DR: Analysis of the hotelier’s business is done through the reports and analytics that are in the CRS itself. There are also two free apps for the hotelier, one is for the iPhone, which can be downloaded from the app store, while the other is for the iPad. The iPad app is very dynamic in terms of the graphical nature of the reports, it includes lots of pie charts and bar charts so hoteliers can really see all their activity across any date range. We’ve built relationships with other vendors too, to further benefit clients. One of these is RateGain. It has a shopping tool, which we’ve integrated it into the CRS, which allows a hotel to compare the rates of its competitors across various different channels.

In terms of what’s next, we have just partnered with a new application called Hotel IQ, a business intelligence application that interfaces with the hotel’s PMS and their sales and catering system. It extracts data out of those systems and compiles it into a web-based report.

So not only does it allow them to view all the historical information, but also they can see out into the future. It shows hoteliers where they are excelling and where they are not. In the future it will be accessible through the same single CRS login and will be a very powerful addition to the Windsurfer package.

FC: What challenges have you had to overcome?

TM: In the data centre, our platform is supported by more than 200 servers from a lot of industry leading hardware companies like HP, Cisco, Oracle and Microsoft. We’re constantly looking at what the best hardware and software solutions are so we can be as stable and reliable as possible. We do take some scheduled outages for maintenance but we’re trying to reduce that so that eventually we will have zero downtime.

From a challenges standpoint, I would say PCI (payment card industry) compliance – how we manage and maintain client data – was one of the biggest challenges, but we have been compliant now for a number of years.

Another challenge now is PII (personally identifiable information) which ensures we have the proper process and security around how we capture and manage personal information, such as email and home addresses. That becomes even more challenging because being a global company we need to be aware of the regional laws around how we maintain that data.

DR: Every hotel is different and I don’t think any CRS developer gets to the point where they are actually finished. Dealing with other vendors is probably the most difficult part as there are major components of the system that require us to contract with other providers. You have to have the participation of all these other organizations to make the CRS work effectively.

FC: What is the future for CRS?

TM: The architecture of the system is going to change. For example, we do about 1.2 billion shopping requests a year at the moment and that will continue to evolve. We will see the biggest leaps in terms of how hoteliers and guests interact with that data. I think we are going to see more movement to mobile, with more people shopping and booking more on their phones and leveraging social media.

How hotels present themselves to their guests is going to evolve over time and a lot of it comes down to the devices. The most rapid changes will be the way people are interacting with the hotel. Today we focus a lot on shopping and booking, but this will shift, for example, to checking in, checking out and ordering room service.

DR: Our position here is not to look at CRS as a system that is trying strictly to sell a room to a consumer. We’re trying to generate revenue for the hotel in as many different areas as possible. We’re always trying to create a conversion opportunity.
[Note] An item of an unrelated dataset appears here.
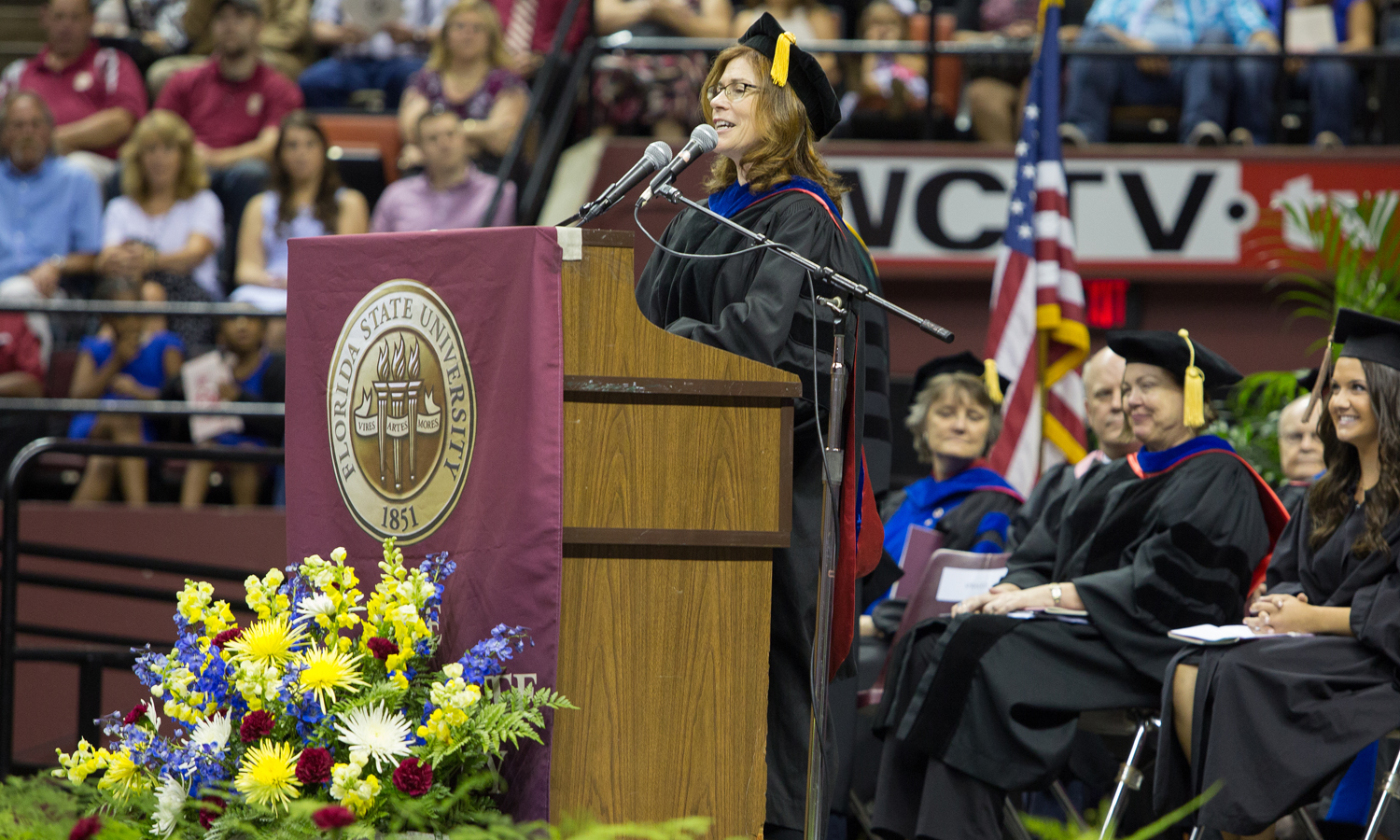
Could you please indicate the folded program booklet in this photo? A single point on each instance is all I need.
(1224, 635)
For example, allowing the consumer to purchase a bottle of wine is a conversion opportunity, so is scheduling transportation to and from the airport, spa treatments and consumer sign-ups for the loyalty programme, these are some of the things that we are working towards.

For hoteliers, it is no longer just about putting heads on beds and hoping that when the consumers turn up they go to the restaurant or spa, we want to help them to sell as much as possible prior the consumer’s visit. It helps them to manage their operations and the communication needs to happen before the guest arrives, during their stay and after they leave.